Thursday 17 March 2011

Lightroom: Just Do It!..........but create a collection first

Sometimes I can be really dim.  I have been using Lightroom for ages now and it has only just dawned on me what I should be doing.

Usually when I look through my Lightroom catalogue it is with some sort of purpose in mind. I might be selecting pictures to go into a competition or to send to a magazine, or maybe even just those I think might be "worth a print".  The trouble is,  I will often select the pictures, process them and forget all about them.  So if in a months time I want to get hold of all the images I sent to a particular magazine, I would have to hope that I could find it in my emails, or the directory I exported the files to - or more usually just desperately try to remember them.

My "purpose" for selecting a group of images is useful information  and its pretty obvious I may need that information in the future. Basically, I have been throwing away information....that makes me a very bad Lightroom user.  The whole point of having a computer is for it to store information for me.

So, now I have decided to make it a rule to always create a collection to store the images I am selecting.  The collection should describe my purpose in selecting the images.  If I start getting swamped in collections,  I can group them into collection groups like "competitions" and "magazine submissions".

Hopefully this level of organisation will save a lot of desperate searching and head scratching in futre.
Here's hoping!

Saturday 12 March 2011

The power of a picture

It's a funny thing,  as a photographer who looks at and analysis pictures every day, it is so easy to forget what power a photograph can actually hold.  We spend ages working on composition, exposure, processing, etc and it is so easy to get absorbed by the process and forget what a photo can actually mean to people.

A reality check came for me this week.  Unfortunately a good friend of my wife died last week, taken well before her time by cancer.  Her family got in touch with me to see if I could help as they had no recent photos of her. A quick look through my archive and I managed to pull up 20 or so shots of her from the shoot I did at a wedding.  Upon looking through them,  this seemed the best shot I could find:

Before - A proud mum with her two boys.  

Its a nice enough shot,  but the family were looking for a simple head and shoulders shot.  It was time to fire up Photoshop.  Not for the first time,  I was really grateful for the 21 megapixies who live inside the 5DmkII.  All that resolution allowed me to crop much more than I would have ever dared before.  Then it was some cloning, painting in a new background and added a vignette.  The final result was this:

After - gone but not forgotten

I printed it using the qimage rip to force my now tired and exhausted megapixies, back up to a 10x8 print.  Framed and mounted it looked OK.

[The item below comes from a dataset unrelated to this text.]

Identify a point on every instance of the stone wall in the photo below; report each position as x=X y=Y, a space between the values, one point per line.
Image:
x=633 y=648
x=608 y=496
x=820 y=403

I popped the picture round to the family and was absolutely blown away with how grateful they were to see a nice picture of their mum/wife/daughter., To me it had become an exercise in masking, reducing pixelation getting a good print and doing the best job I could.  Suddenly I realised that all the technical stuff wasn't worth a hill of beans compared to the memories and love it evoked for them.

Do yourself a favour - make sure you have plenty of pictures of the people you love.







Tuesday 1 March 2011

Paul Stefan is photographer of the month for March

Paul Stefan was awarded practical photography's photographer of the year in 2006.  When you look round the images on his website, this comes as no surprise at all.